Bij mensen is het minder eenvoudig. Haren trekken kan gewoontegedrag worden en er kunnen
secundaire klachten als angst en schaamte optreden. Juist in die secundaire klachten zit het grote
verschil tussen mens en dier. Dieren reflecteren (waarschijnlijk) niet. Wellicht kan kennis van
dieren helpen het mind vs brain-probleem op te lossen.
Hypothese
Het is zaak wetenschappelijk vast te leggen wat de oorzaak van trichotillomanie is.
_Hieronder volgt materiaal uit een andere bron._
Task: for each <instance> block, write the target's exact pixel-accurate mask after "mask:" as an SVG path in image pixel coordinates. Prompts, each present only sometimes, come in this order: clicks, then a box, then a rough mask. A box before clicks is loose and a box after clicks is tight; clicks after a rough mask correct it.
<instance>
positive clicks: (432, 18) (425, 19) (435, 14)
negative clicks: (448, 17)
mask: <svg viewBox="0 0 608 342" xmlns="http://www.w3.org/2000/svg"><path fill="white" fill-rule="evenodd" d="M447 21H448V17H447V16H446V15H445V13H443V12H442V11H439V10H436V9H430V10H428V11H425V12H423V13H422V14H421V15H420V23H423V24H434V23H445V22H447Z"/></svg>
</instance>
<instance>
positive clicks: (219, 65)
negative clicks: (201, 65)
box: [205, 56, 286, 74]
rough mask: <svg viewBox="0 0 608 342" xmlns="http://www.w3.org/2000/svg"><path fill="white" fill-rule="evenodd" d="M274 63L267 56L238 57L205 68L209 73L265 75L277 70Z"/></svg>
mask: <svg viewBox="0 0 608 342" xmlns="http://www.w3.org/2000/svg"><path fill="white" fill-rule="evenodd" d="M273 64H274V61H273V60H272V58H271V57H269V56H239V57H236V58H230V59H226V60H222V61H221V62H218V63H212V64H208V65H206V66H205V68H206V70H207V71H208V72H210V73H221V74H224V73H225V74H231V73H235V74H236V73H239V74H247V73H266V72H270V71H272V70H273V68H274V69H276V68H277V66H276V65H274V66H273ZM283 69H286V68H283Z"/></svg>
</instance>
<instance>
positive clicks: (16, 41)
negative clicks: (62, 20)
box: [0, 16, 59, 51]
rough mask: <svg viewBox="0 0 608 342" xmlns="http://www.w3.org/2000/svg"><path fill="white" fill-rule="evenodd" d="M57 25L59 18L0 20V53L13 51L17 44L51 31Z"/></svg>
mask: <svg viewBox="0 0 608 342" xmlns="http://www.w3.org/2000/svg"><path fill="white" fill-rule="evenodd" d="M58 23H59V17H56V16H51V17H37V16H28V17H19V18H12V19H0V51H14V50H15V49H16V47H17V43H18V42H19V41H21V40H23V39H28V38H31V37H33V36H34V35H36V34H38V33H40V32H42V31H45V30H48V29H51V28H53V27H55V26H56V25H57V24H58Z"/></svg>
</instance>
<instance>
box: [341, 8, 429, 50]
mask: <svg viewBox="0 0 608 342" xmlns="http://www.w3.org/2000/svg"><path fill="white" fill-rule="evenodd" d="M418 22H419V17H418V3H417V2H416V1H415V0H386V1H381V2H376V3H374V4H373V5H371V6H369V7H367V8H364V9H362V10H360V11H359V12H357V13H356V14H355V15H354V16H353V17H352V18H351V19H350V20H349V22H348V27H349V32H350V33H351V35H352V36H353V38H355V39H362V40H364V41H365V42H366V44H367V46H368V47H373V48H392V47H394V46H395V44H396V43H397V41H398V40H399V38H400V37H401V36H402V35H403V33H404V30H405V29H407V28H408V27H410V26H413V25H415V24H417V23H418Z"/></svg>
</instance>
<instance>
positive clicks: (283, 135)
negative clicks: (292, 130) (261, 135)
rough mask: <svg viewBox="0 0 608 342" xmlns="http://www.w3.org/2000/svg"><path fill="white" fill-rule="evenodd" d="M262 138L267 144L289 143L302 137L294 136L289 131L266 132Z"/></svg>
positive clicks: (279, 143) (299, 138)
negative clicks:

Stress speelt bij
papegaaien een grote rol. Misschien is dat bij mensen ook het geval. Dan zou – in analogie met de
bevindingen bij papegaaien – het uitvoeren van taken waarbij een complexe samenwerking tussen
vingers en geest vereist is (zoals macramé, scoubidou en loomen) trichotillomanie bij mensen
wellicht kunnen verminderen.
Duopresentatie 3: Mammacarcinoom
De hond is een bruikbaar model voor het bestuderen van borstkanker bij de mens. Dat bleek
uit de presentaties van dr. Karijn Suijkerbuijk, fellow oncologie in het UMC Utrecht en ing.
Elpetra Timmermans, onderzoeksmedewerker aan de faculteit Diergeneeskunde. In regulier
onderzoek naar borstkanker bij de mens vervult de hond al een belangrijke rol. Niet alleen in de
preklinische, maar ook in de klinische fase.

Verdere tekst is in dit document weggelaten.